Polycystic ovary syndrome (PCOS) is one of the most common metabolic and reproductive endocrinopathies. However, few studies have tried to develop a diagnostic model based on gene biomarkers. In this study, we applied a computational method by combining two machine learning algorithms, including random forest (RF) and artificial neural network (ANN), to identify gene biomarkers and construct diagnostic model. We collected gene expression data from Gene Expression Omnibus (GEO) database containing 76 PCOS samples and 57 normal samples; five datasets were utilized, including one dataset for screening differentially expressed genes (DEGs), two training datasets, and two validation datasets. Firstly, based on RF, 12 key genes in 264 DEGs were identified to be vital for classification of PCOS and normal samples. Moreover, the weights of these key genes were calculated using ANN with microarray and RNA-seq training dataset, respectively. Furthermore, the diagnostic models for two types of datasets were developed and named neuralPCOS. Finally, two validation datasets were used to test and compare the performance of neuralPCOS with other two set of marker genes by area under curve (AUC). Our model achieved an AUC of 0.7273 in microarray dataset, and 0.6488 in RNA-seq dataset. To conclude, we uncovered gene biomarkers and developed a novel diagnostic model of PCOS, which would be helpful for diagnosis.

1. Introduction

Polycystic ovary syndrome (PCOS), as a heterogeneous endocrine disorder, is closely associated with menstrual dysfunction, infertility, hirsutism, acne, obesity, and metabolic syndrome [1]. The three major diagnostic criteria of PCOS widely followed are criteria raised by National Institutes of Health (NIH) [2], 2003 Rotterdam Consensus raised by European Society of Human Reproduction and Embryology (ESHRE) and American Society for Reproductive Medicine (ASRM) [3, 4], and criteria raised by Androgen Excess Society (AES) [5]. However, these criteria have created some controversy in the field [6]. The multifactorial etiology of PCOS is underpinned by a complex genetic architecture [7]. Ethnicity is eminently related to PCOS phenotype because of the different genetic and environmental propensity to metabolic disorders [810].

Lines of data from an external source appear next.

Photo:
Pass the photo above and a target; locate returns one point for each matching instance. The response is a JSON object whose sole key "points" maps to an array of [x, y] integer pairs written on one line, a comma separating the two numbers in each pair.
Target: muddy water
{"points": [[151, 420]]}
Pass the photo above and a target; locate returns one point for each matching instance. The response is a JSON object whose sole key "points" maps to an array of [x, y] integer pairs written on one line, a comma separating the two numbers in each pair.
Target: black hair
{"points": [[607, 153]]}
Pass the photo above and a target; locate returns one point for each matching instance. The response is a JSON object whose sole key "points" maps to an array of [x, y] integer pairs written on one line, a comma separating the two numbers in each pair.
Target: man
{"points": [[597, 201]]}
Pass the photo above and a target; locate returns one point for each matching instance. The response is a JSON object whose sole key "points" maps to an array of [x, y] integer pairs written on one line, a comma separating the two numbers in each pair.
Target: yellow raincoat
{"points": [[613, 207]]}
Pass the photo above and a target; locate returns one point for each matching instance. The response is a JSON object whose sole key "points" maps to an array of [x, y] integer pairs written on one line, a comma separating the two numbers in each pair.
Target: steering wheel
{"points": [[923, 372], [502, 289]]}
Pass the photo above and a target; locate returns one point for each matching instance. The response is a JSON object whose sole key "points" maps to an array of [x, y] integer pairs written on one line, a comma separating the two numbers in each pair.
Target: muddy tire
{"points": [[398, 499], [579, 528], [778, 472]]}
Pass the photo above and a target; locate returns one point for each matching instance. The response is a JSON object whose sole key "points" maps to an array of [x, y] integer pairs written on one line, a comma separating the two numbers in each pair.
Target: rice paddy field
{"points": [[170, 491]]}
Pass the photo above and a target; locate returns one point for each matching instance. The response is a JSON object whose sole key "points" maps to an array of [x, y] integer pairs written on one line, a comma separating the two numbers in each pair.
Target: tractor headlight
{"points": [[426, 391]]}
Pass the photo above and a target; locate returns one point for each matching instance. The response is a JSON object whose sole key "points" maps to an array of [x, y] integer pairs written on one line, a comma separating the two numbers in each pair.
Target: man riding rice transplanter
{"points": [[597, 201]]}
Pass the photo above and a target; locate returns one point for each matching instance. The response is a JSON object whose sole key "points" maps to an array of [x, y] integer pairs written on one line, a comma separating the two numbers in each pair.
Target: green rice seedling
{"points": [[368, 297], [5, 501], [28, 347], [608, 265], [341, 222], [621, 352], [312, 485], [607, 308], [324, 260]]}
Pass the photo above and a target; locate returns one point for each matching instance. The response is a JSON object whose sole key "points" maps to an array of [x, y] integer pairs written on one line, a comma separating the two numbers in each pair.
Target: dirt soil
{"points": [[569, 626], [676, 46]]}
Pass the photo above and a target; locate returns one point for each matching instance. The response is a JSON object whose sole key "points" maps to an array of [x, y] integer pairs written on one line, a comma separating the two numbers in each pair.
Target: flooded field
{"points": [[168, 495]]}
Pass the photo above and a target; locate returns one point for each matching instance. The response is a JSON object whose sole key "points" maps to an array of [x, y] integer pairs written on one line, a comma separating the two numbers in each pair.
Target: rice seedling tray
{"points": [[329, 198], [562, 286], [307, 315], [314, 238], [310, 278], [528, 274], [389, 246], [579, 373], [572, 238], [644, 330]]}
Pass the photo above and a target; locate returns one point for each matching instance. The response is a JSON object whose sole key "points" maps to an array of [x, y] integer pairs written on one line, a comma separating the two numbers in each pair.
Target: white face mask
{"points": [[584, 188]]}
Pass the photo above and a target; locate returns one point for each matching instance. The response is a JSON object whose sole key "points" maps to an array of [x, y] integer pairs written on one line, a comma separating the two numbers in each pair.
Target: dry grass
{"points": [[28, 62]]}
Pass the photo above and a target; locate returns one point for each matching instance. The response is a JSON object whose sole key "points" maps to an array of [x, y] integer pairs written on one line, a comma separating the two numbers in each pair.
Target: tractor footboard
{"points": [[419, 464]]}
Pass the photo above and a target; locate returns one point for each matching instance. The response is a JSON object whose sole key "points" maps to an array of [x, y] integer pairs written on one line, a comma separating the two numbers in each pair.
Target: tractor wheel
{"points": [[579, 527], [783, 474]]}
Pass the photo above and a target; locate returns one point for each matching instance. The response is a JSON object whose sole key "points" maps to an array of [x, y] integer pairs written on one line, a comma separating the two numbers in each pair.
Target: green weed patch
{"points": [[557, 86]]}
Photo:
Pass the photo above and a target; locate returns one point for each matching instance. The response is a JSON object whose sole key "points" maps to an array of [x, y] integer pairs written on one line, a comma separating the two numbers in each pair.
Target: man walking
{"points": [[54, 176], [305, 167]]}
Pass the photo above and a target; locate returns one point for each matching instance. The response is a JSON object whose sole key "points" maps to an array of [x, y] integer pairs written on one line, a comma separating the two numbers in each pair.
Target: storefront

Although the identified genetic risk markers can be used as predictive and diagnostic tools for PCOS, they may not possess the strong power due to the complicated genetic architecture [6]. Combination of various markers in diagnostic panels may significantly improve the success [11]. Many studies have successfully used genetic risk scores to explain increasing amounts of variance in diseases [12].

In recent years, the wide application of microarray technology and more advanced, accurate RNA-sequencing technology made the study of disease mechanism more convenient. In view of the differences between the two platforms, it is necessary to analyze the data of the two platforms separately.

The main difficulty arisen in establishing a classification model using gene expression data was how to find the most meaningful index or feature for classification. To address this, various machine learning approaches such as random forest (RF) [13, 14] and artificial neural network (ANN) [15] were utilized. The single or combined use of these algorithms has contributed much in gene expression data classification [16], disease diagnosis [17], cell migration [18], and microbiome research [19]. Given their high classification accuracy and convenience, they have become powerful tools to learn feature representations.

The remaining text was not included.